You can find sun, sand, and surf—along with poke, papaya, and plate lunches—almost anywhere you go in Hawaii. But each island has its own unique attractions as well. These are the experiences guaranteed to provide the best tropical souvenirs: indelible memories.
Road to Hana, Maui
Amusement parks have nothing on the thrill ride known as the Road to Hana, which may be Maui's signature delight. The cliff-hugging hairpin curves of coastal Hana Highway are an exhilarating experience that leads to a dramatically different destination: peaceful Hana, one of Hawaii's most remote paradises. Along the way, cruise past waterfalls and beaches, squeak across narrow bridges, and then seek calm in the bamboo forest just 10 miles beyond town.
Helicopter Tour, Kauai
The unmistakable visual appeal of Kauai—a popular filming locale with impossibly lush foliage and waterfalls galore—is best appreciated from the air. Climb aboard a helicopter for a Garden Isle tour unlike any ground-level view: In just an hour you can swoop over craggy, otherwise inaccessible valleys, the crystalline crescent of Hanalei Bay, the towering sea cliffs of the Na Pali Coast, and spectacular Waimea Canyon, known as the Grand Canyon of the Pacific.
Manele Bay, Lanai
The serenity and relative isolation of Lanai, one of Hawaii's smaller inhabited islands, make for the state's best snorkeling. The southern shore is home to dazzling sea life, including coral reefs, sea stars, hermit crabs, and the aquatic snails known as limpets. Don a mask and fins to explore Manele Bay, a secluded harbor and marine conservation area where you might spot spinner and bottlenose dolphins and green sea turtles.
Hawaii Volcanoes National Park, Hawaii
The Big Island—home to two active volcanoes, Kilauea and Mauna Loa—is the place to experience nature's power. Hawaii Volcanoes National Park closed in spring 2018 during an upsurge in volcanic activity—Kilauea has been erupting constantly since 1983—but has since reopened. Visitors can once again explore many of the 150 miles of trails that deliver extraordinary sights (including 115-foot-deep Keanakakoi Crater) and sensations (the heat of steam, the scent of sulfurous fumes). The Crater Rim Drive Tour leads to the crater as well as to Sulphur Banks, where gases and sulfuric acid seep from the ground, and iron oxide deposits have stained the landscape red.
Pearl Harbor, Oahu
History, patriotism, and wonder converge at Oahu's most visited attraction. Pearl Harbor—the site of a surprise attack by the Imperial Japanese Navy in 1941—symbolizes the United States entering World War II as a combatant. The somber realities of war are on full display here, including submarines, warplanes, and recruitment posters. The USS Arizona Memorial, built atop the bombed battleship, stands in tribute to those who lost their lives. Although the memorial has been closed for repairs, visitors can arrange ahead for the planned reopening in late March.
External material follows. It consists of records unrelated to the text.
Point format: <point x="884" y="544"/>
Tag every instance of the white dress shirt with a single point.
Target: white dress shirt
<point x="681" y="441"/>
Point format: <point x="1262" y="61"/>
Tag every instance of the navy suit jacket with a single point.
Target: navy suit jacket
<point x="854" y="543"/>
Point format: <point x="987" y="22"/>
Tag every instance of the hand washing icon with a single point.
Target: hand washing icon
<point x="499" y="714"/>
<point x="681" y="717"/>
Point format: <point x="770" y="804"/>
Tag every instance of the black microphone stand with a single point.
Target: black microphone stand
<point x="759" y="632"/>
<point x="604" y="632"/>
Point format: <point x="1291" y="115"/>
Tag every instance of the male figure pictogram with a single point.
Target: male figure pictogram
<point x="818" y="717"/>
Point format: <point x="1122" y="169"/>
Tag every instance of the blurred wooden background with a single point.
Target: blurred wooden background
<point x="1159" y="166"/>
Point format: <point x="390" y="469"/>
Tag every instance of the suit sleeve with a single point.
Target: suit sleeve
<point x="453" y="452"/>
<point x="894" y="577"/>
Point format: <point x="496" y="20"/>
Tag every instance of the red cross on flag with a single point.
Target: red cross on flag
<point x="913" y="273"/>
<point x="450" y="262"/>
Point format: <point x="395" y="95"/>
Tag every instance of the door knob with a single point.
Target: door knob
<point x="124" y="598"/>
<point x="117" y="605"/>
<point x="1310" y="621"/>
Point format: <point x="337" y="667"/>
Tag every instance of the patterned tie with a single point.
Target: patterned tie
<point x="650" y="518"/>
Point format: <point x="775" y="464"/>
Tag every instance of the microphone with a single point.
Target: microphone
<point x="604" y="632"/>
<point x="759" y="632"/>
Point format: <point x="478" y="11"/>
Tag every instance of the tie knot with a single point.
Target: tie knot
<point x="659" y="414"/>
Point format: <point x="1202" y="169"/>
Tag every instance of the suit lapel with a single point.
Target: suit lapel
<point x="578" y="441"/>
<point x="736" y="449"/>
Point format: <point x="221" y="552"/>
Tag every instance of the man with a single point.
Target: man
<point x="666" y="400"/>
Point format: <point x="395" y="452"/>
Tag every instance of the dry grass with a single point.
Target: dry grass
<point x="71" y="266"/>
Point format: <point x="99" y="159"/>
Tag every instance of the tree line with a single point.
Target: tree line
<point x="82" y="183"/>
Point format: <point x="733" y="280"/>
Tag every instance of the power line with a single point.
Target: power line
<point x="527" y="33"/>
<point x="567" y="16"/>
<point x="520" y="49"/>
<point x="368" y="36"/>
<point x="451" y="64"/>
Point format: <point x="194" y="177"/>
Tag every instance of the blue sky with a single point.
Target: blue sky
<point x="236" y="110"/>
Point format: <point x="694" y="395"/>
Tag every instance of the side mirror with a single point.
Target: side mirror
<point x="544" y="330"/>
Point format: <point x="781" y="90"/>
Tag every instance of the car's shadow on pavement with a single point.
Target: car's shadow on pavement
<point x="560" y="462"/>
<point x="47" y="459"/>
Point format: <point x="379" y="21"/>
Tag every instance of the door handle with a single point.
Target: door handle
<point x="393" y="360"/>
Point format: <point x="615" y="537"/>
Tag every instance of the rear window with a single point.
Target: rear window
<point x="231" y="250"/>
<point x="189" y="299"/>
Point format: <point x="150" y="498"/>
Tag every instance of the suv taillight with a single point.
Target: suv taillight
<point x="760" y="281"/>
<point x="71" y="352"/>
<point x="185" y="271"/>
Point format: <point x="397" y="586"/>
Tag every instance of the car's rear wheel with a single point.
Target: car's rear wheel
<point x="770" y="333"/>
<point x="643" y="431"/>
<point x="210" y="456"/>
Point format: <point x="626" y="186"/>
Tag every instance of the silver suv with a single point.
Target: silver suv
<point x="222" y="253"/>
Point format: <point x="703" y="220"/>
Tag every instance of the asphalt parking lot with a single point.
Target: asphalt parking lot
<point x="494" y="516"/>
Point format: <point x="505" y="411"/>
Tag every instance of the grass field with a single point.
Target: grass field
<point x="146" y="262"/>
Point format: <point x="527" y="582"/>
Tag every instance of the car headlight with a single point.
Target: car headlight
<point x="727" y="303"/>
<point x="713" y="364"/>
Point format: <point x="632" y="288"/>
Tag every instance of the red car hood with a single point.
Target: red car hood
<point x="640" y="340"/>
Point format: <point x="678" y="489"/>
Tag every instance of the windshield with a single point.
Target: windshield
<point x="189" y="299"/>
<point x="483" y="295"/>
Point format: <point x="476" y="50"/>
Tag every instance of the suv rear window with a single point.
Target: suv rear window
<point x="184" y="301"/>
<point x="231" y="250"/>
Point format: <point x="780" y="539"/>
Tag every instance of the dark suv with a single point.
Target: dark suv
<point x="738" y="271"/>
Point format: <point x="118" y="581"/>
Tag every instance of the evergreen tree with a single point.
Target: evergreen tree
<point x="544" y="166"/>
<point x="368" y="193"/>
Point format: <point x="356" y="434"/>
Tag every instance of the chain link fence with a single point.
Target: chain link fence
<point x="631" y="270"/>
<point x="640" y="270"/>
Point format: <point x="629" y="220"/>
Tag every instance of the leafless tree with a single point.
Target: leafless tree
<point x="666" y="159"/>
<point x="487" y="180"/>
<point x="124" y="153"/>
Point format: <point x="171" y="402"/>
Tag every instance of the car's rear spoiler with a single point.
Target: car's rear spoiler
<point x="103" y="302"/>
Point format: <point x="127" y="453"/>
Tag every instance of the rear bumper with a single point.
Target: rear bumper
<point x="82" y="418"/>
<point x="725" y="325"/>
Kalaupapa National Historical Park, Molokai
Largely undeveloped and little visited, Molokai may be best known as a former quarantine site for Hawaiians with leprosy. Against the backdrop of the island's natural splendor, Kalaupapa National Historical Park preserves the stories of the leper colony, which operated from 1866 to 1969, and the legacy of Belgian priest Father Damien's unwavering devotion to caring for the afflicted until he too finally succumbed to the disease.